Jak sobie przypominasz, po wstrzyknięciu leptyny (zwiększając w ten sposób jej poziom) myszy w badaniach stały się szczuplejsze. Ale otyli ludzie mieli już wysoki poziom leptyny. Wstrzyknięcie większej ilości leptyny było jak sikanie do oceanu w celu podniesienia poziomu wody.
Naukowcy odkryli, że plik chwytnik dla leptyny może być to, co jest nie do zniesienia u otyłych.
Receptor nie mówi mózgowi, że leptyna jest wysoka. Mogą mieć tony leptyny, ale mózg nie może tego stwierdzić, ponieważ receptor jest uszkodzony. Tak więc odpowiedź na szczupłość nie polega na zwiększeniu leptyny, ale na zwiększeniu wrażliwości organizmu na nią.
Wiemy już, że trening sprinterski to świetny sposób na spalanie tłuszczu, ale może mieć jeszcze jedną korzyść. Badacze w 2011 roku traktowali sprinty jako mimetyk sygnalizacji leptyny.
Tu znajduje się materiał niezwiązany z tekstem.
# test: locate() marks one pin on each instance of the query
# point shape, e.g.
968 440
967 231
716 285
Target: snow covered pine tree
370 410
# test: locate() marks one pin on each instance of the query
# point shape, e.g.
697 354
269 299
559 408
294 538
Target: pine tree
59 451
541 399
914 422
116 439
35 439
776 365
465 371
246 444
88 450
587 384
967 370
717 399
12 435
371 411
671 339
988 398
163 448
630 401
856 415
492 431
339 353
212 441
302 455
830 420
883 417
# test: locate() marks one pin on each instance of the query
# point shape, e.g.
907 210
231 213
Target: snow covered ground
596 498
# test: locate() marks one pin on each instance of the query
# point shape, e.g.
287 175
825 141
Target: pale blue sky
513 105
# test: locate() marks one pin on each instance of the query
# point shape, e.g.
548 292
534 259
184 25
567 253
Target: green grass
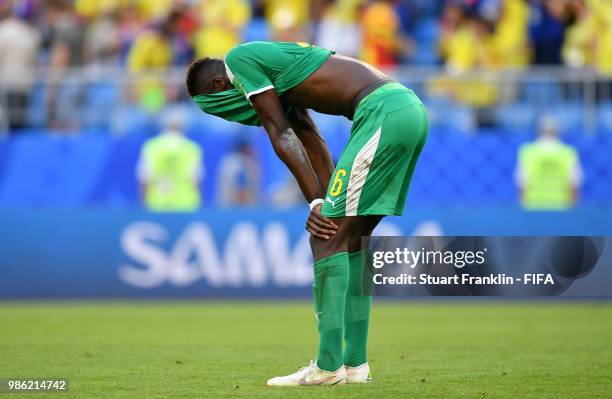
216 350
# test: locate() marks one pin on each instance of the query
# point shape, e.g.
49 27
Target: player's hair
201 73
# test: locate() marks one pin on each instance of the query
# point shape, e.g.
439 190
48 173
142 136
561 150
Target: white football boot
309 375
358 375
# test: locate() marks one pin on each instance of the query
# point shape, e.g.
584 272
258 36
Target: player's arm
290 150
314 144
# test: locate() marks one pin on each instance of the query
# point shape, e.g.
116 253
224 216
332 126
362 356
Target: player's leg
358 302
331 279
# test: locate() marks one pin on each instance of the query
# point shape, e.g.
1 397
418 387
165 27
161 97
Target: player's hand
319 226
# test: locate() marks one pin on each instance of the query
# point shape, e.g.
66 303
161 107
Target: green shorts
374 171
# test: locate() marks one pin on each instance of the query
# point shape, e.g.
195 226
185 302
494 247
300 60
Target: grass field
215 350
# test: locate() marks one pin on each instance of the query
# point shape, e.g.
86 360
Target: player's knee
324 248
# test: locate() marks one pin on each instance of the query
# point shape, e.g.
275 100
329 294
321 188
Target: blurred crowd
149 34
68 37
W przeciwieństwie do większości badań, w tym badaniu wykorzystano grupę osób sprawnych, które były dość szczupłe (około 15% tkanki tłuszczowej) i młode (23 lata). Podzielili je na dwie grupy: grupę na czczo i grupę glukozową, która spożyła 75 gramów glukozy na godzinę przed sprintem.
Obie grupy wykonały jeden sprint na rowerze Wingate tylko przez 30 sekund.
Jeśli nie jesteś zaznajomiony z tą konfiguracją, wygląda to tak: wskakujesz na rower z oporem ustawionym na duże obciążenie (zastosowano tutaj 10% masy ciała) i pedałujesz jak wściekły niedźwiedź grizzly cię goni.
Osobnikom wykonano serię biopsji mięśni w trakcie badania, a naukowcy odkryli, że pojedyncza sesja treningu sprinterskiego wykazała zmiany w sygnalizacji leptyny.
Sprinty podnosiły poziom leptyny, która teoretycznie powinna powodować utratę tłuszczu przez otyłych.
Jednak nie zaobserwowano tego w grupie, która spożywała glukozę przed sprintem. Tylko grupa na czczo zauważyła zmiany w leptynie. Wydaje się, że insulina może do pewnego stopnia zakłócać sygnalizację leptyny.
Naukowcy powiedzieli, że sprinty wykonywane na czczo wywoływały sygnały podobne do tego, co znaleziono w mięśniach gryzoni po wstrzyknięciu leptyny. Ale spożycie glukozy przed ćwiczeniami osłabiło efekt.
Wygląda więc na to, że trening sprinterski na czczo może spowodować utratę leptyny i wrażliwości na nią.
Wsiadaj na rower i pracuj maksymalnie maksymalnie, pedałuj tak mocno, jak tylko potrafisz, sprintem przez 30 sekund.
Napięcie powinno być stosunkowo wysokie, ale celem jest utrzymanie szybkiego tempa pedałowania przez całe 30 sekund. Jeśli zwolnisz do ślimaczego tempa o 20 sekund, przejdź do mniejszego obciążenia.
Zrób to na czczo, jak z samego rana.
Nie mam roweru? Chociaż badanie nie dotyczyło biegania, może wywołać tę samą reakcję, ponieważ ścieżki są bardzo podobne.
Brzmi to absurdalnie, ale moje czysto anegdotyczne doświadczenia z moimi sportowcami pokazują, że pomaga to przyspieszyć utratę tkanki tłuszczowej.
Chociaż nie mamy długoterminowych badań, które pokazują, jak bardzo pomoże to Twojemu składowi ciała, wystarczy spróbować i przestudiować wyniki na własnym ciele.